Fifth Season Lays Off 8 Employees

Fifth Season has laid off eight employees — or 2% of the workforce — including comms chief Sharon Liggins.

The cuts also include Shelby White, director, TV creative; Daniell Gerber, VP physical production; Kyle Plimpton, manager, TV creative; Ryan Bernstein, director, film creative; Beth McPhee, SVP, marketing; Josh Workman, manager, travel coordinator; and Jennifer Saull, counsel, TV business and legal affairs.

In September, Fifth Season, the production company behind “Severance,” “Cha Cha Real Smooth” and “The Lost Daughter,” launched as the rebranded Endeavor Content, which changed its name in a move to distinguish itself from its former parent company that shares its Endeavor moniker.

Run by co-CEOs Graham Taylor and Chris Rice, Fifth Season was founded as Endeavor Content in 2017 with production, sales and distribution assets within Endeavor, WME and IMG. In 2022, Endeavor Content was spun out of Endeavor, which still has a 20% stake in the company, with Korean media giant CJ ENM purchasing an 80% stake in the company. Fifth Season was valued at nearly $1 billion at the time of the transaction.

With 30 series and films produced by Fifth Season under its Endeavor Content label per year, and more than $1 billion in projects coming from the company this year, Rice told Variety in September that Fifth Season plans to see growth across both the film and TV studios double within the next five years.

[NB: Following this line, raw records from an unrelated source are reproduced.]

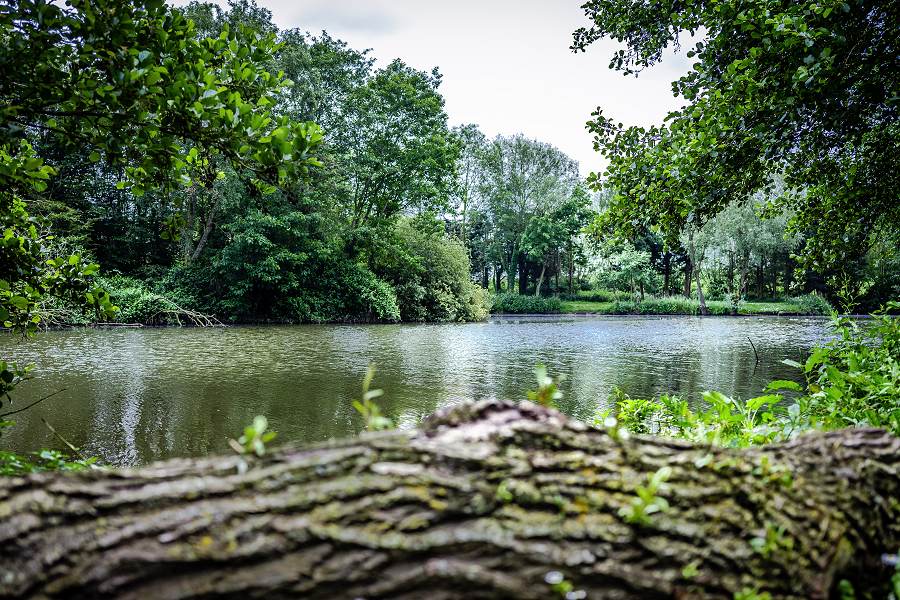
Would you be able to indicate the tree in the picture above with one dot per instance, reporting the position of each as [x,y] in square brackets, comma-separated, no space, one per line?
[401,154]
[484,501]
[472,144]
[805,90]
[132,84]
[521,179]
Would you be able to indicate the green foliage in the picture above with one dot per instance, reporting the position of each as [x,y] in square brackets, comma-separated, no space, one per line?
[671,305]
[803,90]
[254,439]
[16,465]
[853,380]
[521,304]
[368,408]
[430,272]
[813,304]
[597,295]
[749,593]
[640,510]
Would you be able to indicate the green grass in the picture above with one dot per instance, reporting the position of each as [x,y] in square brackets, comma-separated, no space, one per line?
[586,306]
[691,307]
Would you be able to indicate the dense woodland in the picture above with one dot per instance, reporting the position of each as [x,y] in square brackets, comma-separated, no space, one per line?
[200,164]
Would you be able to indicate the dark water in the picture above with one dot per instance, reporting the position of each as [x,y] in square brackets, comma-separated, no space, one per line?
[136,395]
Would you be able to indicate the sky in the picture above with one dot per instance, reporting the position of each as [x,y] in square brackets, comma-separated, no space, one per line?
[506,64]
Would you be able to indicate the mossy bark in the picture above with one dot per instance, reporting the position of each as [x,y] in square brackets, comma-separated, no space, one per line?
[486,500]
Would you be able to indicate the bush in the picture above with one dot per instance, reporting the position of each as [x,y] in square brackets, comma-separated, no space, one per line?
[667,305]
[598,296]
[138,303]
[852,381]
[813,304]
[430,272]
[521,304]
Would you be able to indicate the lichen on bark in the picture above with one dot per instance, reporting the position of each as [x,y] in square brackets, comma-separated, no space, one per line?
[483,501]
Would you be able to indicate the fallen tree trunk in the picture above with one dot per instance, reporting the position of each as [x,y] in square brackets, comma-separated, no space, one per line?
[485,500]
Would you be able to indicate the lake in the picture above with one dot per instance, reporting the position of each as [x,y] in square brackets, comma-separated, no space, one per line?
[131,396]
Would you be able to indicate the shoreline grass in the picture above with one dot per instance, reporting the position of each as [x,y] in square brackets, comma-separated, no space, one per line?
[594,303]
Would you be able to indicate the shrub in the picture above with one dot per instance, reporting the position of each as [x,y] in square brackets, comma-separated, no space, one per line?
[598,296]
[813,304]
[522,304]
[667,305]
[852,381]
[430,272]
[139,304]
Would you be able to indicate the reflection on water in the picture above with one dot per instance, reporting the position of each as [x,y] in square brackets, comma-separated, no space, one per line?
[136,395]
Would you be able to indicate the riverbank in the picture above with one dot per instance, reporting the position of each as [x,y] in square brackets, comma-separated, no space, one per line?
[604,303]
[716,308]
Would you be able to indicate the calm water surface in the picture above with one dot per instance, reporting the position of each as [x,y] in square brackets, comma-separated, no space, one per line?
[132,396]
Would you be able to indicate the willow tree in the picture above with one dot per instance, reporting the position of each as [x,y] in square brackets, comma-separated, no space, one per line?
[806,90]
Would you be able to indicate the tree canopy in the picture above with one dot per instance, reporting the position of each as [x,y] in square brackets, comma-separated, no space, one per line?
[807,91]
[131,84]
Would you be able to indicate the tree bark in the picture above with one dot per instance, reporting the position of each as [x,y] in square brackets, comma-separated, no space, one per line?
[688,272]
[488,500]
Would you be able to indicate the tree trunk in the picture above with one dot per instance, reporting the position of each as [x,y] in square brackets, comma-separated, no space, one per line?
[523,276]
[537,289]
[700,297]
[667,271]
[488,500]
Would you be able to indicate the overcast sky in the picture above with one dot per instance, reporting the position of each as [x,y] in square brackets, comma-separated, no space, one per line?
[506,64]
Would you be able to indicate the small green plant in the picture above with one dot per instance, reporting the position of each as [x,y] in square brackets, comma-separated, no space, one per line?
[548,391]
[254,439]
[813,304]
[691,570]
[368,408]
[774,538]
[12,464]
[749,593]
[647,502]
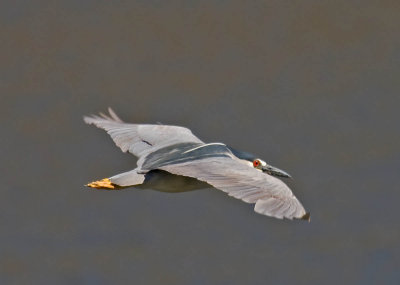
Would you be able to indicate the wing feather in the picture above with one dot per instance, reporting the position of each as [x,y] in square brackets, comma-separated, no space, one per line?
[271,196]
[139,139]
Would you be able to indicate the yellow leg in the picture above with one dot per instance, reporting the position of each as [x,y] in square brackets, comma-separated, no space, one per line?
[103,184]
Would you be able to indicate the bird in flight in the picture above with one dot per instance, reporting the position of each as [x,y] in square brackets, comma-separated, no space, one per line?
[172,159]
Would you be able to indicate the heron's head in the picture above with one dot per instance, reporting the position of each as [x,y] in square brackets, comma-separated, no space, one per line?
[271,170]
[258,163]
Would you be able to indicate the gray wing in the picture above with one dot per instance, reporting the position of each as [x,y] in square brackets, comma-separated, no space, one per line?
[271,196]
[139,139]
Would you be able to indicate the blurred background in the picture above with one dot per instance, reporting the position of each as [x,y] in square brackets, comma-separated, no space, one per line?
[311,87]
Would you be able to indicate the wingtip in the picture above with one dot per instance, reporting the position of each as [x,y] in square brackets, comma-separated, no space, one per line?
[306,217]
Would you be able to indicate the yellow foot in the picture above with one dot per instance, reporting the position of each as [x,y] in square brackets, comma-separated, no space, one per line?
[102,184]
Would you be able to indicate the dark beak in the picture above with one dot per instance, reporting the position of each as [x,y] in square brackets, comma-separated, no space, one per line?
[275,171]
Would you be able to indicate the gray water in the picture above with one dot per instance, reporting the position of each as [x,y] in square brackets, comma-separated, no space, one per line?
[312,87]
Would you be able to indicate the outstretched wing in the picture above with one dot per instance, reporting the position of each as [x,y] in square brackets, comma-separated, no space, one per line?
[271,196]
[138,139]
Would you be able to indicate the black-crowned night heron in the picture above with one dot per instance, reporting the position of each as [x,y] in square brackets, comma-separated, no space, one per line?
[172,159]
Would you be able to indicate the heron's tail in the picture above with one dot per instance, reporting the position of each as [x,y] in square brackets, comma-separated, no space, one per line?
[119,181]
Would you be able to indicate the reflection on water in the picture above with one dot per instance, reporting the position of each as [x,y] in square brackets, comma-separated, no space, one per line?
[311,88]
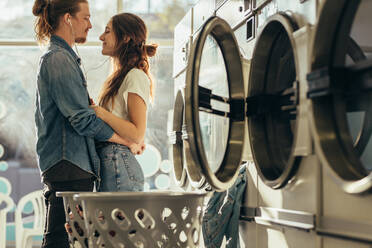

“And on the distribution side, there is scope well beyond that,” Rice said, adding: “There are not many companies that have been able to combine the global approach to making content with high-end talent, movie stars and movie directors, and manage both elements. And I think a lot of the distribution that we see is still output deals, is still huge volume, and those output deals are starting to disappear — but the volume isn’t. Most other distributors in the market, they’re just getting bigger and bigger in terms of volume. We’re going in a different direction, which is a large quantity of premium, best-in-category shows. We don’t want to be 100,000 hours of content because then you’re just managing flow of bits, a seller can’t have an emotional attachment to 100,000 pieces of content. Every show we release is bespoke: It has its own strategy, it has its own approach.”